約2年越しで、我が家に私の分と妻の分、2台のiPhone4が遂にやってきました・・・。

技術的・機能的な面の解説はその筋の方々がやって下さっているので、私が言葉を重ねる必要もないでしょう。小飼弾さんのレビューが私の感じたポイントとほぼ重なるので、ご覧頂くといいと思います。
まず何をおいても「画面が綺麗」というのはいいことです。音楽家がポータブルオーディオやその出力口のヘッドホンにも良い音質を求めるように、情報が勝負のビジネスパーソンが文字・ビジュアル情報を収集する画面の質にこだわるのは、当然に追求すべきことではないでしょうか。
2つめに、「常に持ち歩くモノとしての品質の高さ」があります。現金一括で購入すると6万程度の製品なわけですが、このiPhone4には、その金額以上のゴージャスな雰囲気があります。孫社長の評「宝石の様」は言い過ぎとしても、宝石の手前のオメガの時計の文字盤にぐらいの深みはあります。ビジネスにおいてもプライベートにおいても、人前で使うツールとして安っぽいケータイと高級感のあるスマートフォンのどちらを取り出したいかと問われれば、高級感のある方がいいに決まっていますから。

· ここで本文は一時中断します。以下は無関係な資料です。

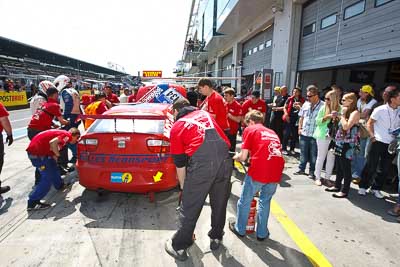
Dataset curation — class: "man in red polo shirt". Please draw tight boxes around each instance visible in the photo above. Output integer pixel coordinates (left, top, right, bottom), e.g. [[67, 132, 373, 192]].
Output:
[[0, 102, 14, 195], [242, 91, 267, 118], [197, 78, 229, 134], [28, 87, 69, 185], [26, 128, 80, 211], [224, 88, 242, 152], [165, 98, 232, 261], [104, 85, 119, 106], [229, 110, 285, 241]]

3つめが、これが決定的なポイントだと私は思っていますが、あまりにも評価されていない“FaceTime”。ジョブスがiPhone4のプレゼンテーションの最後の隠しネタ“One more thing...”にこのFaceTimeを持ってきたのは、Appleがテレコミュニケーションを次のステージへと引き上げるんだ、という自信と誇りの現れに違いありません。ほとんどの方がまだその価値に気づいていない段階ですが、このiPhone4で実現されたFaceTimeを実際に2台のiPhone4で使ってみて、妻との心温まる時間を体験し、コミュニケーションツールがまた新たなステージに入ったことを再確認したのです。
私は、iPadが設計上はインカメラ(対面カメラ)搭載を予定しながら結局見送ったのはなぜだろうとずっと思っていました(だからこそ私も初代iPad購入は見送ったという経緯あり)。今後、このFaceTime普及のためにも次世代iPadにはインカメラが必ず搭載されるはずです。しかし、iPhone4にはあってiPadにはなし得ない点があったからこそ、iPadでは見送ったのだと、実際に使ってみて気付かされました。
それは、インカメラだけでなく自分が見ているモノ・出来事・風景を写すアウトカメラが装備されているという点。今回FaceTimeを使ってみて、インカメラとアウトカメラをシームレスに切り替えられるFaceTimeとiPhone4のコンビネーションのすばらしさを体験し、ようやく理解できました。基本はインカメラに映る表情で自分の“感情”を相手に伝えながらも、その感情が生まれた原因=“自分が目にしているモノ・出来事・風景”を、アウトカメラに切り替えて相手とリアルに共有できるところが新しいのです。これがまさに、スレートPCという構造上アウトカメラ搭載が見込めない次世代iPadでは実現しえないコミュニケーションのスタイルであり、「FaceTime向きなツール」としてのiPhone4の真骨頂なのだと。初代iPadでインカメラ搭載を見送ったのは、アウトカメラ無しではFaceTimeの価値が中途半端にしか伝わらない、と判断したからに違いありません。

このようなすばらしいFaceTimeというコミュニケーションのコンセプトを、オープン規格にして広めようと戦略的に動き始めているのがAppleという会社でありスティーブ・ジョブス。Andoroid陣営と比較してその囲い込もうとするビジネスモデルを批判する向きも多い中、誰も気づいていない・理解しない・ついてこないコンセプトに会社のリスクをかけて先行チャレンジし、道を切り拓くAppleとスティーブ・ジョブスに、敬意を表したいと思います。